No, I am afraid that time is very tight.
The predecessor Committee to mine suggested 10%, with a 15% allowance in exceptional circumstance. That was agreed across the parties in 2015; this is a far more modest proposal. Of course the Boundary Commission should aim to be dead on—no one is saying otherwise—but where that is impossible, we should allow it flexibility. To use a judicial analogy, we should allow the judge to use their expertise, rather than tying their hands behind their back.
We know that if the rules are written incorrectly, we will get a gerrymandered outcome. That is not the fault of the commissioners; it is not the fault of the judges, although it is not a judicial but a quasi-judicial process; it is a fault in how the rules are written, which is why it is so important that the question should come back here.
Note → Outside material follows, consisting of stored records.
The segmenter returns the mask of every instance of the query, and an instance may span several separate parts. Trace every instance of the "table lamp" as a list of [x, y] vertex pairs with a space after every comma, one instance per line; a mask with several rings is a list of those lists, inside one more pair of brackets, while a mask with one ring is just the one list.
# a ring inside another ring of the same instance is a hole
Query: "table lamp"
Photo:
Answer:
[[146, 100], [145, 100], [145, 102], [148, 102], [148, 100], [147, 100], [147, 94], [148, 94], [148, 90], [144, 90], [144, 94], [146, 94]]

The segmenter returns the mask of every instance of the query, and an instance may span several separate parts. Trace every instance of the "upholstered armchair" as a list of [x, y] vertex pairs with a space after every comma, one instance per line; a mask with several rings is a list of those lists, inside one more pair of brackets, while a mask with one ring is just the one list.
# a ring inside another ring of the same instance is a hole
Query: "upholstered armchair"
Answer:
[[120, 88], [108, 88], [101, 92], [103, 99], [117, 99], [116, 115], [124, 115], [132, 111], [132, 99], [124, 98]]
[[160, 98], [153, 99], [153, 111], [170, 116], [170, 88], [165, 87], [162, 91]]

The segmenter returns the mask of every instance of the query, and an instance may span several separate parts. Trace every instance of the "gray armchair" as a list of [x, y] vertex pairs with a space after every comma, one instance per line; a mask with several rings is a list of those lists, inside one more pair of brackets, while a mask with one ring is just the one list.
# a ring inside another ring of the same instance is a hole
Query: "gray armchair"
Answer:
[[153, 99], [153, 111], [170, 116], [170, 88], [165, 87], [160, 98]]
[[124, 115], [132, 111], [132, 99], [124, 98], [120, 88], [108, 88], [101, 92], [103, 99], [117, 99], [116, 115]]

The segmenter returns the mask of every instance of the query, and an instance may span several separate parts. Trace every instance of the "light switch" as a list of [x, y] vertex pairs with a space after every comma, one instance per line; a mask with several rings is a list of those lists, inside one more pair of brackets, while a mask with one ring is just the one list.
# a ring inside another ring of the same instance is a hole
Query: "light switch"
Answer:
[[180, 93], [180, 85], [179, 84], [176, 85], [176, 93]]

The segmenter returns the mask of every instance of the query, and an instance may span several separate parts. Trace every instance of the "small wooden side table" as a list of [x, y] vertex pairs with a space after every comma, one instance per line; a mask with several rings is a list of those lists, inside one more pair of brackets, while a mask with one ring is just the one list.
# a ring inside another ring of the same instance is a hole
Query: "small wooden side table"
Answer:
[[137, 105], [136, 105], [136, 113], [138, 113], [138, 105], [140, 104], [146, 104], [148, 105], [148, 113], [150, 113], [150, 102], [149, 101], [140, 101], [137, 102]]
It is not we who vote in Parliament; our votes are for the people, so removing this place’s oversight is removing the oversight of the people.
Finally, I will quickly touch on how we look at the numbers. The 1917 boundary review, which was the first major boundary review in this country, used census data. The 1911 census, which I have been looking at recently while doing my ancestry—scarily, I am related to the Eustices; I must inform the Secretary of State for Environment, Food and Rural Affairs—was used as the building block, because it was both the census and the electoral roll. Splitting it has meant that we no longer have an automated electoral roll. If we either had an automated electoral roll or used the census, we would have fairer constituencies as well. I am disappointed that the Government have not included that.